Dishing and Erosion effects are well known in copper (Cu) damascene semiconductor manufacturing processes (see FIGS. 1, 2A and 2B). FIG. 1 shows a structure 110 having copper 12 and oxide 11 layers prior to chemical mechanical polishing (CMP). FIG. 2A shows a structure with a Cu dishing condition 120, in which the oxide layer 121 and Cu layer 122 are reduced by respective amounts 123 and 124 below the original height 125 of the top of the oxide layer 121, so that the top of Cu layer 122 is below the top of oxide layer 121. FIG. 2B shows a configuration 130 in a “Cu up” condition, in which the oxide layer 131 and Cu layer 132 are reduced by respective amounts 133 and 134 below the original height 135 of the top of the oxide layer 131, so that the top of Cu layer 132 is above the top of oxide layer 131.
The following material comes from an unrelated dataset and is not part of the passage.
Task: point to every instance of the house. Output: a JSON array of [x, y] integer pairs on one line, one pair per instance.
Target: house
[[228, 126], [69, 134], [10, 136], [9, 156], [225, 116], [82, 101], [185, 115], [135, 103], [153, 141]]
Optimizing these effects during process development can be difficult because they may have clear and opposite interactions with process recipe settings. Thus, it is desirable to have the ability to separate dishing and erosion effects for rapid process development and optimization.
Physical measurements are typically used to confirm dishing and erosion effects during Cu process development. Because these measurement methods are time consuming, it is difficult to gather enough statistics to confirm the stability of the process during process development. Electrical test structures can provide a much larger statistical sample. But because previously developed electrical test structures are essentially “gratings” with fixed line and space across the entire test structure, it can be difficult to separate dishing and erosion effects in such electrical measurements.
The following four documents are hereby incorporated by reference herein in their entireties, as though set forth herein fully: T. Tugbawa et al., “A Mathematical Model of Pattern Dependencies in Cu CMP Processes,” CMP Symposium, Electrochemical Society Meeting, Honolulu, Hi., October 1999; Stine, B. et al. “A Closed-Form Analytic Model for ILD Thickness Variation in CMP Processes,” 1997 Chemical Mechanical Polish for ULSI Multilevel Interconnection Conference (CMP-MIC), p. 266, Santa Clara, February, 1997; Tae Park et al., “Electrical Characterization of Copper Chemical Mechanical Polishing” CMPMIC '99, pp. 184–191, February 1999; and Tae Park et al., “OVERVIEW OF METHODS FOR CHARACTERIZATION OF PATTERN DEPENDENCIES IN COPPER CMP,” Proc. CMP-MIC, pp. 196–205, Santa Clara, Calif., March 2000.
Even if Cu dishing and erosion are well understood during process development, it can be difficult to use that information to analyze the yield and performance variations resulting from Cu dishing and erosion on a particular product design.